Citadelle-Brücke Leerrohrtrasse im Geh-Radweg
Bild 9: Citadelle-Brücke Leerrohrtrasse im Geh-Radweg

Im Jahr 2017 sollen die Bauarbeiten beendet sein. Mit dem Bau des zweiten Bauabschnittes auf deutscher Seite – Bahnhof Kehl bis Rathaus Kehl – soll die Gesamtbaumaßnahme Ende 2018 vollendet sein.

Nach dem einführenden Vortrag von Herrn Schmidt besichtigten wir zunächst die laufenden Bauarbeiten an der Rheinbrücke und danach die Baustelle Citadelle-Brücke, wo uns der örtliche Bauleiter empfing und die Detailfragen der Exkursionsteilnehmer beantwortete.

Nach einem gut dreieinhalbstündigen interessanten Nachmittag bedankte sich unser Bezirksgruppenvorsitzende bei Projektleiter Wolfgang Schmidt für die Bereitschaft die VSVI-Gruppe zu empfangen und die Baumaßnahme vor Ort zu erläutern.

Er überreichte das übliche Weinpräsent an den Projektleiter verbunden mit dem Wunsch, dass die Baumaßnahme weiterhin wie geplant weiterlaufen und ohne Unfälle im Jahr 2017 bzw. 2018 zu einem guten Abschluss gebracht werden kann.

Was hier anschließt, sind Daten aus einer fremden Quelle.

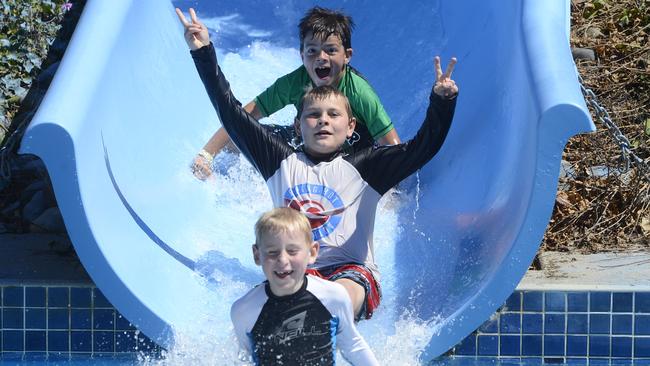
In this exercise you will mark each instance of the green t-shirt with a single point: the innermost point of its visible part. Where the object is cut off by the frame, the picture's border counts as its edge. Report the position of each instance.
(366, 107)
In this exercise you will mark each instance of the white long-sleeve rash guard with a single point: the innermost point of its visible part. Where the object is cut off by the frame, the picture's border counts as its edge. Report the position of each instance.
(304, 328)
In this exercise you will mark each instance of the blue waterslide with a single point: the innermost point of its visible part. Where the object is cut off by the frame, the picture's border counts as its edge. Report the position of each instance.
(126, 113)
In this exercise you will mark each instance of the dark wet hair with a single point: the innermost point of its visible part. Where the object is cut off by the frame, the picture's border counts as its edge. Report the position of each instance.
(320, 93)
(323, 23)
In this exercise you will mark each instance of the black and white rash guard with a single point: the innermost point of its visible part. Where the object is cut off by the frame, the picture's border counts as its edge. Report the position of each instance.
(305, 328)
(338, 193)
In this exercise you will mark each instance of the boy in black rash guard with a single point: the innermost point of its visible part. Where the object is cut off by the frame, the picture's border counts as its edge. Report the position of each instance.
(337, 191)
(293, 318)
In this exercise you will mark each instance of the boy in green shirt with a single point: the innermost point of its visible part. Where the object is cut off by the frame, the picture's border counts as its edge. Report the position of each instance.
(326, 50)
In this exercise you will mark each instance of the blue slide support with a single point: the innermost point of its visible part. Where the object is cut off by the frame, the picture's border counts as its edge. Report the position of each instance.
(124, 114)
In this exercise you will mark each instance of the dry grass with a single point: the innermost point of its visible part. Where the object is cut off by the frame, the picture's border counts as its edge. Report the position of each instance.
(612, 212)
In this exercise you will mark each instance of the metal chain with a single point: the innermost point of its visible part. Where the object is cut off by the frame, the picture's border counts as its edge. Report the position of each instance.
(627, 154)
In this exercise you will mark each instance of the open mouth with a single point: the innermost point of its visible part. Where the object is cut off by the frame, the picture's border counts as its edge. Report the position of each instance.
(323, 72)
(283, 274)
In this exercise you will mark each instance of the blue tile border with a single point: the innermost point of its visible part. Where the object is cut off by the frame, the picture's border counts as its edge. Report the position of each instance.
(553, 326)
(569, 327)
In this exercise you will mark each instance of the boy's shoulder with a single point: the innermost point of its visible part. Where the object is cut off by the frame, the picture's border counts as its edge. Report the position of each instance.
(357, 88)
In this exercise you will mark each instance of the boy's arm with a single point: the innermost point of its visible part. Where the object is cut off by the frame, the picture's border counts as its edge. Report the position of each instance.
(399, 161)
(348, 339)
(202, 164)
(261, 148)
(287, 89)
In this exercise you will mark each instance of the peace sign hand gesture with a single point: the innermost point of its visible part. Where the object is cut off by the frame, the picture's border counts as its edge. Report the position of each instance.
(445, 86)
(196, 34)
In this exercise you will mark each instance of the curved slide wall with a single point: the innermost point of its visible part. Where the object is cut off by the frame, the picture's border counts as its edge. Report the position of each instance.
(127, 111)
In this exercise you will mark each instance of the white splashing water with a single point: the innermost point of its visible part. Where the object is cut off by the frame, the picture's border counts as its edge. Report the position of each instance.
(227, 225)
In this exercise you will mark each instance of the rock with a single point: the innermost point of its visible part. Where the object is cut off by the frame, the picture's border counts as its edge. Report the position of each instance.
(49, 221)
(583, 54)
(594, 32)
(10, 208)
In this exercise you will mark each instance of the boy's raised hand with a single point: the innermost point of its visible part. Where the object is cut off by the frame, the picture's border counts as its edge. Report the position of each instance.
(196, 34)
(445, 86)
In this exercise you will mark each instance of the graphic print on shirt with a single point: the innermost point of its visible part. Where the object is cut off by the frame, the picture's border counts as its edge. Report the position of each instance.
(321, 204)
(294, 327)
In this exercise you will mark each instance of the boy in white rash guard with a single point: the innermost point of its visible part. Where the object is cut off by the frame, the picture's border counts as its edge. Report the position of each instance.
(336, 190)
(293, 318)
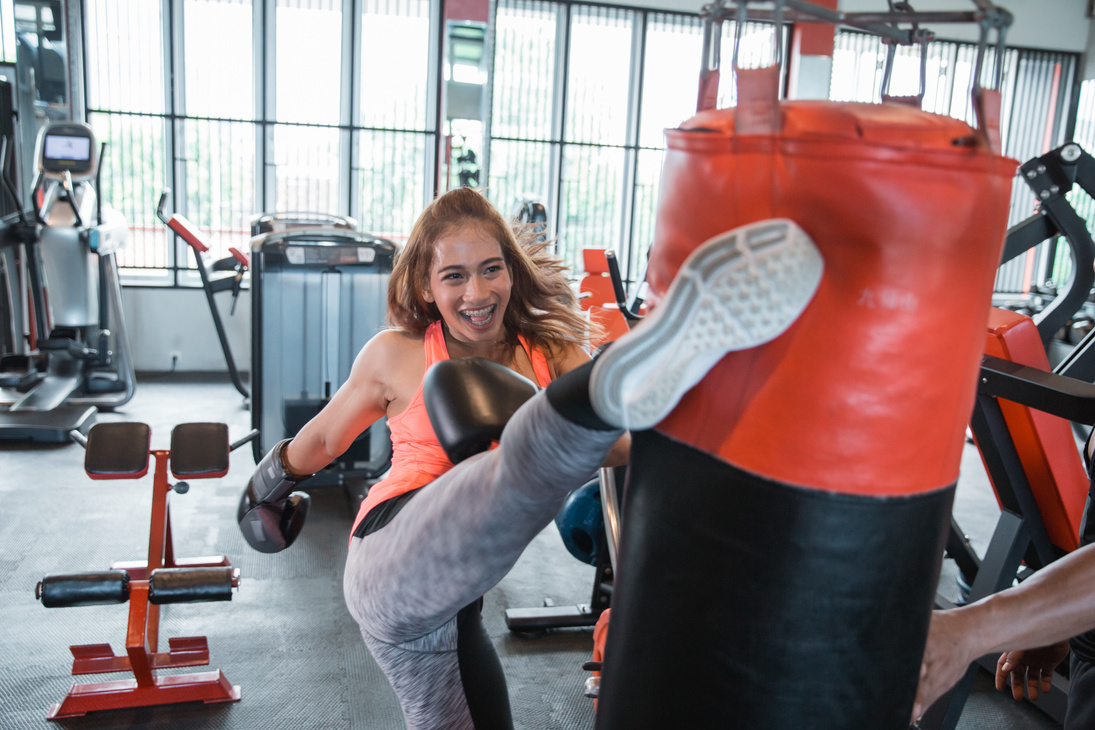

Dankesworte unseres Vorsitzenden
Bild 10: Dankesworte unseres Vorsitzenden

Ebenso dankte der Vorsitzende den Fahrern, die sich bereit erklärt hatten mit ihrem PKW nach Straßburg zu fahren und VSVI-Kolleginnen und Kollegen mit zu nehmen. Vor der Heimreise erinnerte er die anwesenden Mitglieder an die im Juni anstehende Fortbildungsveranstaltung der Landesvereinigung in Leonberg, sowie die nächste Bezirksgruppenexkursion im Juli.